Jimmy fumes. “Leprechauns? Alfred, if you’re a leprechaun, you’re the most grotesquely tall leprechaun that ever was.” 

He’s quite proud of himself for not saying something ruder. Alfred did go through his things, after all. But Carson’s been on his back about language all week.

“He’s got the right hair for it, though,” Daisy says thoughtfully, reaching across Jimmy to clear his place.

Jimmy shakes his head. “He’s not clever enough. Clearly, since he thought it a good idea to rifle through my intimate possessions.” 

“Intimate possessions?” Bates asks with a chuckle. “What a very serious accusation.” 

“I swear, I didn’t touch your things, alright? I’ve been fast asleep all night!” Alfred cries, distraught. 

“I did hear ‘im snoring,” Molesly offers. Both Jimmy and Alfred give him a glare.

Alfred turns back to Jimmy. “And, really, if I did sneak about your room at night, you would’ve heard me.”

“Not necessarily,” Jimmy mutters. “It’s been done before, and I didn’t hear a thing till it were too late.”

He sneaks a glance at Barrow, but the other man is reading his newspaper and not paying the slightest bit of attention. For some reason, this annoys Jimmy. When he shoots an arrow, he wants to be sure it hit its mark.

“Well, it weren’t me.” Alfred says firmly. “Probably just the wind.”

“The wind opened a box underneath of my bed and got its contents stuck in my wall?” Jimmy asks.

Alfred shrugs, helpless.

Jimmy is seething. He despises the thought of people going through his things. And, of course, seeing how many photographs of Rudolph Valentino he possesses.

“Maybe you did it yourself,” Ivy offers, her cheeks coloring when Jimmy raises an eyebrow at her. “I mean,” She continues, “You could have sleepwalked. It’s a common condition.”

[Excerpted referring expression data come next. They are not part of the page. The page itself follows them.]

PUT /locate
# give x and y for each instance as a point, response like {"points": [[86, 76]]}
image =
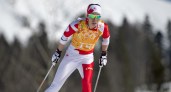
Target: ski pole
{"points": [[53, 64], [98, 77]]}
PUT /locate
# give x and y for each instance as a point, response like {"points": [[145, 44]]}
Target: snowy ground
{"points": [[57, 14]]}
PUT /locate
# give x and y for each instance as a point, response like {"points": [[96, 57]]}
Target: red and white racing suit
{"points": [[79, 54]]}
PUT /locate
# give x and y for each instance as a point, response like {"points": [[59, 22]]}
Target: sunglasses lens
{"points": [[91, 16]]}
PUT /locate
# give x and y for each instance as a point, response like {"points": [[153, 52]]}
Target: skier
{"points": [[85, 33]]}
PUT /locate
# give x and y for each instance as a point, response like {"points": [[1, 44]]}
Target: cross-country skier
{"points": [[79, 55]]}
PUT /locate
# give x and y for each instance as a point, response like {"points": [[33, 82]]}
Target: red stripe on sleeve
{"points": [[106, 33]]}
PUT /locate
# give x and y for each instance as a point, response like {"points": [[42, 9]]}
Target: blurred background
{"points": [[139, 56]]}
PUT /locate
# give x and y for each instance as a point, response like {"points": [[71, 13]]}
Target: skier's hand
{"points": [[103, 58], [56, 56]]}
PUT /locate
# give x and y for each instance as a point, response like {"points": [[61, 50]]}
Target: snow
{"points": [[57, 14]]}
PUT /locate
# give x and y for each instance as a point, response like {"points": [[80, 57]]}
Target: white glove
{"points": [[56, 56]]}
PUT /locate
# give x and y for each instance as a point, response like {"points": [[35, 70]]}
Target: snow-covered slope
{"points": [[59, 13]]}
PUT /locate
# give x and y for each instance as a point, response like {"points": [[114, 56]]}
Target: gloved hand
{"points": [[56, 56], [103, 58]]}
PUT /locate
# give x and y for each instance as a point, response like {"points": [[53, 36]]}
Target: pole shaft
{"points": [[45, 78], [97, 78]]}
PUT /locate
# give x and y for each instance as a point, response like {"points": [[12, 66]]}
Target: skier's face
{"points": [[93, 20]]}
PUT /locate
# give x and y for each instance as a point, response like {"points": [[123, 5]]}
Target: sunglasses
{"points": [[92, 16]]}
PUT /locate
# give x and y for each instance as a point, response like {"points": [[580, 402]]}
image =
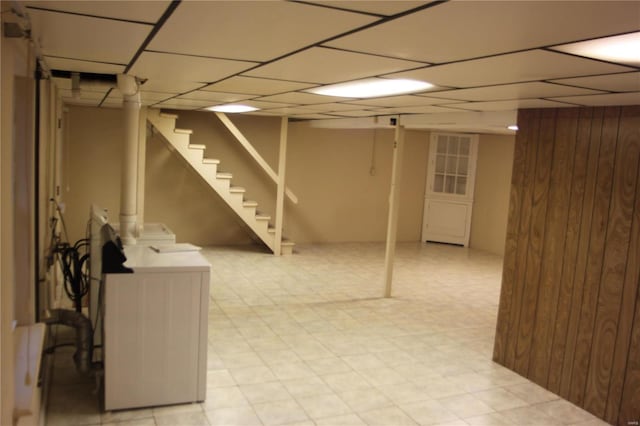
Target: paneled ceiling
{"points": [[481, 56]]}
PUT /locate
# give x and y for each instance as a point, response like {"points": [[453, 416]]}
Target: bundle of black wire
{"points": [[73, 263]]}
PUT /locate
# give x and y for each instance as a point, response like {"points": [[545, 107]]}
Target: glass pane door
{"points": [[452, 164]]}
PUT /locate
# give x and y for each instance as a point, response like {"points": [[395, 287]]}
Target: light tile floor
{"points": [[308, 340]]}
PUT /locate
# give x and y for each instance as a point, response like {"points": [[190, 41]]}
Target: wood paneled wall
{"points": [[569, 315]]}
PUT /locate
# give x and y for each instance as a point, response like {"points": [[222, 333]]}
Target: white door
{"points": [[449, 191]]}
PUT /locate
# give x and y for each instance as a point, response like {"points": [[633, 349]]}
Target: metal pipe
{"points": [[128, 193]]}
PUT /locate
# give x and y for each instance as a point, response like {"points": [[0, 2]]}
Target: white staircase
{"points": [[220, 182]]}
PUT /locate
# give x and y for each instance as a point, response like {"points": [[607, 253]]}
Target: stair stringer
{"points": [[179, 140]]}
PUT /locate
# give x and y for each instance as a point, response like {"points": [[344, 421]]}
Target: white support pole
{"points": [[142, 159], [282, 163], [128, 192], [394, 204]]}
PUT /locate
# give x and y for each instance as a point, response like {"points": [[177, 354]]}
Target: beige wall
{"points": [[491, 204], [330, 171], [16, 300], [91, 160]]}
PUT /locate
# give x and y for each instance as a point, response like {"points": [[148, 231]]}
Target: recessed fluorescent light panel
{"points": [[232, 108], [372, 88], [624, 49]]}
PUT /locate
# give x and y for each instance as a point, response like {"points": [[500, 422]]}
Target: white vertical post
{"points": [[394, 204], [128, 197], [282, 161], [142, 160]]}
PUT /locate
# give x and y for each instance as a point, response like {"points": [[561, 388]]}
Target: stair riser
{"points": [[194, 156]]}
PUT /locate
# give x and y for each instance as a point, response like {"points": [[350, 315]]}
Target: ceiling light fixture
{"points": [[232, 108], [624, 48], [372, 87]]}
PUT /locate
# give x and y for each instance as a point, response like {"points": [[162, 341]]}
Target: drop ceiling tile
{"points": [[214, 96], [147, 98], [627, 82], [631, 98], [513, 91], [384, 8], [290, 110], [622, 49], [358, 113], [85, 94], [256, 86], [334, 106], [186, 103], [396, 101], [250, 30], [415, 110], [142, 11], [312, 116], [82, 66], [86, 38], [169, 106], [266, 105], [508, 105], [513, 68], [81, 102], [301, 98], [166, 66], [169, 86], [482, 28], [319, 65]]}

“I had a cousin who walked in her sleep,” Molesly offers. “Though, myself, I used to talk in my sleep, say odd things.”

“Like what?” Baxter asks, leaning forward, either with genuine interest or acting skill that has Jimmy jealous. With that, the conversation changes and Jimmy’s brooding is interrupted by laughter and the clanging of tableware.

When Carson leaves the room, everybody disperses except for Jimmy and Barrow. This is the perfect time for Jimmy to interrogate him about the box. He scoots down to the end of the table, hands underneath his thighs. Barrow hasn’t finished his newspaper quite yet, choosing a lazy start to the morning.

“So,” Jimmy clears his throat. “Mr. Barrow. I wanted to ask you a question.”

“I’m listening,” Barrow replies out of the corner of his mouth, eyes still fixed on the paper.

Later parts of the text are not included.